In 1995, another PC operating system launched its first version around the same time as Windows 95 was released. It was called BeOS, and it tried to become an alternative to Windows and Mac.
This was a decent OS, came about in BeOS 5 when they started to run on intel. Just lacked apps. at least OS/4 Warp could run Windows apps, this was just a brand new OS with nothing yet. Shame it died out, but you can run an inspired version of it called Haiku.
Yep. I ran it on my 450MHz Pentium III back in the day - was incredibly fast and felt so ahead of it's time, especially it's multimedia and multitasking performance, as well as the fast boot speeds. It was my second favorite OS back then.

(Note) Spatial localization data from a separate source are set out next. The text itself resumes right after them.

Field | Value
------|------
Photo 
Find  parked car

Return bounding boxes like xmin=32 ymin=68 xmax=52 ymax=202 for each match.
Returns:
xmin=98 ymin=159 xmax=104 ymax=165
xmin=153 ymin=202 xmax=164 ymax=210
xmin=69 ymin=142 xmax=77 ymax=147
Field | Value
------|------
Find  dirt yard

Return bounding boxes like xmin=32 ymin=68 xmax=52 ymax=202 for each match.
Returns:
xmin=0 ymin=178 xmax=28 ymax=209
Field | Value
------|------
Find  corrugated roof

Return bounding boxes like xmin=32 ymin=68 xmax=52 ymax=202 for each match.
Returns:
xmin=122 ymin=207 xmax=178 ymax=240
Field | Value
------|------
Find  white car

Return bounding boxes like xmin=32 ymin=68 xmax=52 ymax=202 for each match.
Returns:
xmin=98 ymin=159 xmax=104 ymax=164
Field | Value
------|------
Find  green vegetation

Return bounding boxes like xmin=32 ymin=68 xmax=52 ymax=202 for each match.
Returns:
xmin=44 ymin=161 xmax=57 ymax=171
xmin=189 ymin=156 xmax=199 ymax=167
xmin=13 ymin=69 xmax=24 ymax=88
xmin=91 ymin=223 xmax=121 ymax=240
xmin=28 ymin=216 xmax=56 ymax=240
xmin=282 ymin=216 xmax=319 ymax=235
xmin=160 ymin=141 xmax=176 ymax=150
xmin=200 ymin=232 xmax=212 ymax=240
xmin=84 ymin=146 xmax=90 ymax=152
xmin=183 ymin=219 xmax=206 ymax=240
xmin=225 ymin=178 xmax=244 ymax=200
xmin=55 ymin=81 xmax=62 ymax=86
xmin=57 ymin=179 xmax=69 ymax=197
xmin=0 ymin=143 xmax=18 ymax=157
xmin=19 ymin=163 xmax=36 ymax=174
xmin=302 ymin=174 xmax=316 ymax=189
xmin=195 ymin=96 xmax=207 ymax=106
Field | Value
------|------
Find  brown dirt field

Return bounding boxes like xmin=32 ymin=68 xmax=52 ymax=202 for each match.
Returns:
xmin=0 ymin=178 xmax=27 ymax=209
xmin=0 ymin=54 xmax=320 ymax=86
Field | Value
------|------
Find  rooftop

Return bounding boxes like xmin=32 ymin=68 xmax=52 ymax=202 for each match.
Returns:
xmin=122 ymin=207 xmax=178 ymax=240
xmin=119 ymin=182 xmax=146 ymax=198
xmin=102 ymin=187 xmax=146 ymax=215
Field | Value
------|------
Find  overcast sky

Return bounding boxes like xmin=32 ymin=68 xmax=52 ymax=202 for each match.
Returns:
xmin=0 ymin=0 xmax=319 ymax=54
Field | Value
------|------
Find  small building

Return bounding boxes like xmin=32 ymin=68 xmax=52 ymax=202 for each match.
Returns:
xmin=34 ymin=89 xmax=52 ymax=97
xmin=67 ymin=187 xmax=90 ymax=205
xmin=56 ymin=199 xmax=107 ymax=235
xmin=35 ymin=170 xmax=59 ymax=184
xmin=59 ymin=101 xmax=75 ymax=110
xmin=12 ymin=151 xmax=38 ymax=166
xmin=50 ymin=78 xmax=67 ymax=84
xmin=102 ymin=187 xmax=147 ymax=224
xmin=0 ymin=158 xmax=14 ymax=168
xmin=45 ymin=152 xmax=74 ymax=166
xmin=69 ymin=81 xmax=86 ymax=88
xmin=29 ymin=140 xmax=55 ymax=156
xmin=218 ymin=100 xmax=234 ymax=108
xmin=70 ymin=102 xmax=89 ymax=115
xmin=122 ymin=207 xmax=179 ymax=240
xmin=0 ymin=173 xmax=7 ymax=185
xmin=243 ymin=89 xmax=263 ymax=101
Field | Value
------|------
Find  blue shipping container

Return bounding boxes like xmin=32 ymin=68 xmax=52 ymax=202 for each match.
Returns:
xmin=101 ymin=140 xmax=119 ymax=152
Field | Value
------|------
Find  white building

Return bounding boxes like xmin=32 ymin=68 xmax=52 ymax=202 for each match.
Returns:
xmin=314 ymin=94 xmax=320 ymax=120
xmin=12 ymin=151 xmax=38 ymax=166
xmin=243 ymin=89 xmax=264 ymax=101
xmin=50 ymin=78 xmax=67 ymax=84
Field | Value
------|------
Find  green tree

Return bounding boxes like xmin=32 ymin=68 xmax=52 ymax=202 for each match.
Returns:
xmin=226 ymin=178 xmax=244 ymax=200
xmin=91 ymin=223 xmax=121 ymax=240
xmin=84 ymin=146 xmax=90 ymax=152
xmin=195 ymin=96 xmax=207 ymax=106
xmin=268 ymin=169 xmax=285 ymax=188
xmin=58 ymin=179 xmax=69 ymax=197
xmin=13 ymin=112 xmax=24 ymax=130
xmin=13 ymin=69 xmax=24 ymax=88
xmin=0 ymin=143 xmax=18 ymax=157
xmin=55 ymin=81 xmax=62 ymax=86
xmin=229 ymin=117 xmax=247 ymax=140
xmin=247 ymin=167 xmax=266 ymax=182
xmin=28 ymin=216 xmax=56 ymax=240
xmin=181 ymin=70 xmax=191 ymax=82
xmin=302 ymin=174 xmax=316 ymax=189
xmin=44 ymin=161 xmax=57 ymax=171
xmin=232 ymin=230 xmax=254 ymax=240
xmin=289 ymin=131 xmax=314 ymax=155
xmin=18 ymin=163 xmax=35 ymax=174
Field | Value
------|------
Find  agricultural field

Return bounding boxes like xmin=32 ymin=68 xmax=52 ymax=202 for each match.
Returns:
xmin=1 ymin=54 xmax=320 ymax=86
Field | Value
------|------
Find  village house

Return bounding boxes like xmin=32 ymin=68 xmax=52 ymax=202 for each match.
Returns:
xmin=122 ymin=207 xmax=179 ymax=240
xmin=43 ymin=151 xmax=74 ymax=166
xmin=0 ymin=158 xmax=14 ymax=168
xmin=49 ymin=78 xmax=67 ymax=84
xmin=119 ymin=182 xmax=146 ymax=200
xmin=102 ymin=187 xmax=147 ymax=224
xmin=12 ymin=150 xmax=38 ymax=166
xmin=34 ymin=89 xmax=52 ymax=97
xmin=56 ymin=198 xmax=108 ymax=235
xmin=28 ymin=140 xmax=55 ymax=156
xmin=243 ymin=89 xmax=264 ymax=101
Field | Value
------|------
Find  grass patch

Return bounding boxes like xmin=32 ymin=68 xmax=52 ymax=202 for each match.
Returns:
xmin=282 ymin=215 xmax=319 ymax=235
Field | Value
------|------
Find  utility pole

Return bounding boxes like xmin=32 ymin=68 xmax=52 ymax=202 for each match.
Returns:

As it was explained to me, it could do full-motion video almost 30 years ago, it could switch around analog signals like cable TV and put them on screen in an app, it had ports for hardware hacking that you could control more low-level and directly. It was just better, by quite a lot. And Microsoft and network effects conspired to kill it before it got rooted and so it got thrown out with the trash.
I recall rumors that when it came to version 10 of Mac OS, Apple knew they needed outside help, and the choice came down to BeOS on the one hand, or NeXT (including ol' Stevie J) on the other.
I probably had some form of that at the time and was amazed that it could play two audio sources at the same time as well as have multiple running videos.
Out of curiosity, did you use it as a daily driver?
A friend of mine tried it out briefly, and it was pretty cool, but the lack of applications meant we couldn't really do anything with it (other than marvel at how cool it was).
Did it eventually get applications developed for them?
Like did they have an office suite?
Gobe Productive was one of the best office suites around when it came out (as far as what I had to do). It was just so good. Other than that, I could email and browse the web. I was just starting to learn programming and The BeOS Bible was really helpful.
I installed it on my Power Macintosh 9500. I was young and couldn't properly evaluate, but I thought it was cool. This was when Copland was also cool. I also wanted to learn about Yellow Dog Linux, but couldn't find books on Linux at Borders. It booted to a prompt CLI and I didn't know what to do, so I nuked it. Imagine what tween nerds can access now. I'm jealous.
I read somewhere that the project is really hurting due to the original programmers having little to no time to devote to it, so I'm not expecting to run it on a Raspberry Pi anytime soon.